Correlation Between WSP Global and De Grey
Can any of the company-specific risk be diversified away by investing in both WSP Global and De Grey at the same time? Although using a correlation coefficient on its own may not help to predict future stock returns, this module helps to understand the diversifiable risk of combining WSP Global and De Grey into the same portfolio, which is an essential part of the fundamental portfolio management process.
By analyzing existing cross correlation between WSP Global and De Grey Mining, you can compare the effects of market volatilities on WSP Global and De Grey and check how they will diversify away market risk if combined in the same portfolio for a given time horizon. You can also utilize pair trading strategies of matching a long position in WSP Global with a short position of De Grey. Check out your portfolio center. Please also check ongoing floating volatility patterns of WSP Global and De Grey.
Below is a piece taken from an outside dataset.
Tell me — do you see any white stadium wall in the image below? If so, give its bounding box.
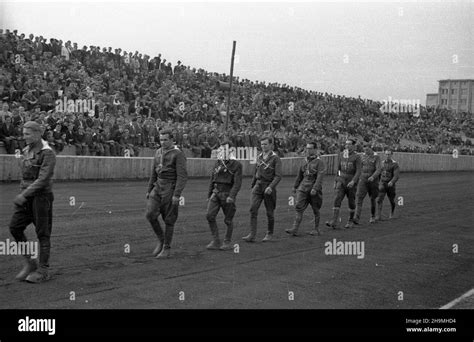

Diversification Opportunities for WSP Global and De Grey
0.45 | Correlation Coefficient |
Very weak diversification
The 3 months correlation between WSP and DGD is 0.45. Overlapping area represents the amount of risk that can be diversified away by holding WSP Global and De Grey Mining in the same portfolio, assuming nothing else is changed. The correlation between historical prices or returns on De Grey Mining and WSP Global is a relative statistical measure of the degree to which these equity instruments tend to move together. The correlation coefficient measures the extent to which returns on WSP Global are associated (or correlated) with De Grey. Values of the correlation coefficient range from -1 to +1, where. The correlation of zero (0) is possible when the price movement of De Grey Mining has no effect on the direction of WSP Global i.e., WSP Global and De Grey go up and down completely randomly.
Pair Corralation between WSP Global and De Grey
Assuming the 90 days horizon WSP Global is expected to generate 15.8 times less return on investment than De Grey. But when comparing it to its historical volatility, WSP Global is 3.95 times less risky than De Grey. It trades about 0.03 of its potential returns per unit of risk. De Grey Mining is currently generating about 0.13 of returns per unit of risk over similar time horizon. If you would invest 85.00 in De Grey Mining on October 7, 2024 and sell it today you would earn a total of 22.00 from holding De Grey Mining or generate 25.88% return on investment over 90 days.
Time Period | 3 Months [change] |
Direction | Moves Together |
Strength | Weak |
Accuracy | 100.0% |
Values | Daily Returns |
WSP Global vs. De Grey Mining
Performance |
Timeline |
WSP Global |
De Grey Mining |
WSP Global and De Grey Volatility Contrast
Predicted Return Density |
Returns |
Pair Trading with WSP Global and De Grey
The main advantage of trading using opposite WSP Global and De Grey positions is that it hedges away some unsystematic risk. Because of two separate transactions, even if WSP Global position performs unexpectedly, De Grey can make up some of the losses. Pair trading also minimizes risk from directional movements in the market. For example, if an entire industry or sector drops because of unexpected headlines, the short position in De Grey will offset losses from the drop in De Grey's long position.WSP Global vs. ANTA SPORTS PRODUCT | WSP Global vs. SPORTING | WSP Global vs. Columbia Sportswear | WSP Global vs. Air Lease |
De Grey vs. DATAGROUP SE | De Grey vs. TOREX SEMICONDUCTOR LTD | De Grey vs. MAGNUM MINING EXP | De Grey vs. Northern Data AG |
Check out your portfolio center.Note that this page's information should be used as a complementary analysis to find the right mix of equity instruments to add to your existing portfolios or create a brand new portfolio. You can also try the Commodity Channel module to use Commodity Channel Index to analyze current equity momentum.